Cultural resources specialists like Chris Bell interpret the relics and ruins unearthed in the course of ODOT construction projects to document and preserve Oregon history.
One of his most recent projects is the site of the Interstate 5 Willamette River Bridge replacement, where clusters of eroding concrete and moss-covered walls are all that remains of a once-definitive structure for the city of Eugene: the millrace. Just as skyscrapers today tend to cluster in one area of a modern city, in the 19th century, mills and factories would often crop up along a same fast-moving river. These mills and factories depended on their riverside location for power, because before the harnessing of steam and electricity, industry ran on water.
Through disuse and that same awesome power of water, the once-essential concrete channels have partially disappeared. As part of the OTIA III bridge program, ODOT will help to preserve the structures that were of vital importance in the city’s transformation from a small pioneer settlement into one of Oregon’s largest cities, and set up signs that explain their role in history.
“The millrace was to Eugene what the Bonneville Dam was to Portland,” said Bell, ODOT cultural resources specialist. “It was a vital catalyst for economic growth.”
Hilyard Shaw, an early Donation Land Claim settler who lived along the banks of the Willamette River, originally constructed the Eugene millrace in 1851 by connecting two sloughs, with the intent of powering a single sawmill. At that time, the millrace relied entirely on natural fall to sustain itself. Over the next 30 years, more than a dozen additional mills and factories sprang up along Shaw’s millrace, seeking hydropower for their operations. From a population of 861 in 1870, Eugene reached 9,009 inhabitants by 1910. While other factors contributed to population growth, the millrace was one of the primary catalysts because it supplied cheap power to factories processing the abundant crops and timber found in the area.
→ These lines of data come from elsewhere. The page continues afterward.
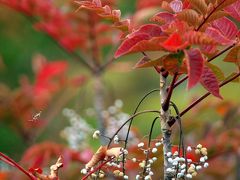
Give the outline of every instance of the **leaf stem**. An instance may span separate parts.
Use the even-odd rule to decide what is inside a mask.
[[[223,53],[225,53],[225,52],[228,51],[229,49],[233,48],[235,45],[236,45],[236,44],[234,43],[234,44],[228,46],[227,48],[223,49],[222,51],[220,51],[219,53],[217,53],[217,54],[214,55],[213,57],[209,58],[207,61],[208,61],[208,62],[211,62],[212,60],[216,59],[218,56],[222,55]],[[177,81],[177,82],[174,84],[173,88],[179,86],[180,84],[182,84],[182,83],[183,83],[185,80],[187,80],[187,79],[188,79],[188,76],[185,76],[184,78],[180,79],[179,81]],[[168,89],[169,89],[169,88],[170,88],[170,87],[168,87]]]
[[[7,155],[5,155],[2,152],[0,152],[0,156],[2,156],[6,160],[6,161],[4,161],[5,163],[8,163],[9,165],[11,165],[13,167],[16,167],[17,169],[22,171],[24,174],[26,174],[31,180],[36,180],[37,179],[31,173],[26,171],[22,166],[20,166],[17,162],[15,162],[13,159],[8,157]]]
[[[233,76],[232,78],[223,81],[222,83],[219,84],[219,87],[225,86],[226,84],[230,83],[231,81],[233,81],[234,79],[236,79],[237,77],[240,76],[240,72],[238,74],[236,74],[235,76]],[[186,114],[189,110],[191,110],[193,107],[195,107],[198,103],[200,103],[202,100],[204,100],[206,97],[208,97],[211,93],[207,92],[206,94],[204,94],[203,96],[201,96],[200,98],[198,98],[196,101],[194,101],[192,104],[190,104],[186,109],[184,109],[179,115],[180,117],[183,116],[184,114]]]

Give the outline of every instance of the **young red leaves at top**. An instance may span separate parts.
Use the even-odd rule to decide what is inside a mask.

The millrace changed hands several times in the 19th century, and the various owners made changes such as deepening and widening the channel. From 1890 to 1902, a series of floods altered the river’s channel so drastically that the millrace’s capability to provide power was threatened. To sustain the necessary flow of water, the millrace’s owners had to construct a concrete wing dam in the Willamette River to divert more flow. The millrace provided the city’s commercial interests with hydropower for more than 70 years, but as water-powered industries turned to electric power, industrial development along the millrace declined, and the last water-powered industrial user on the millrace closed in 1928.
Despite waning commercial interest, recreationalists still found many uses for the millrace. Even when the waterway was at its industrial prime, university students and townspeople ice-skated over its frozen top in the winters and boated down its streams during the summer. The millrace continued to experience heavy recreational use for most of the 20th century. It became such a pivotal aspect of student life at the University of Oregon that in the 1940s and 1950s, students helped spearhead the effort to save the then-dry millrace. They succeeded in 1958, with the university and city deciding to restore the millrace’s flow by installing pumps. Until 2009, the University of Oregon maintained the pumps to use water from the millrace to cool its heating plant.
Today, the millrace’s concrete remains rest directly under the replacement bridges, to the east of the Willamette River Bridge project and along the river’s southern bank. As a historical artifact, the Eugene millrace is distinguished by the continued existence of a diversion dam and intake — arguably the most important aspects of a millrace’s operation. These aspects of the millrace are no longer functional, but they elevate it to the status of “industrial archeological site,” with the remains meeting the National Register of Historical Places’ requirements.
As with any of its highway projects, ODOT surveyed the proposed construction site before beginning work on the Willamette River Bridge. Given the significance of the millrace, the agency then commissioned research and a report on the millrace from specialty subcontractor Heritage Research Associates, whose historian Bill Willingham is, according to Bell, “a guru of millraces” and brings a lot of knowledge about the fairly undocumented 1850s.
“This concrete rubble is a significant indicator of the history of Eugene, and we are taking every measure to make sure its legacy lives on in the community,” Bell said. “We’re planning to install interpretive signage or even small replicas of the millrace to make these historically significant ruins more obvious and understandable to the Eugene public.”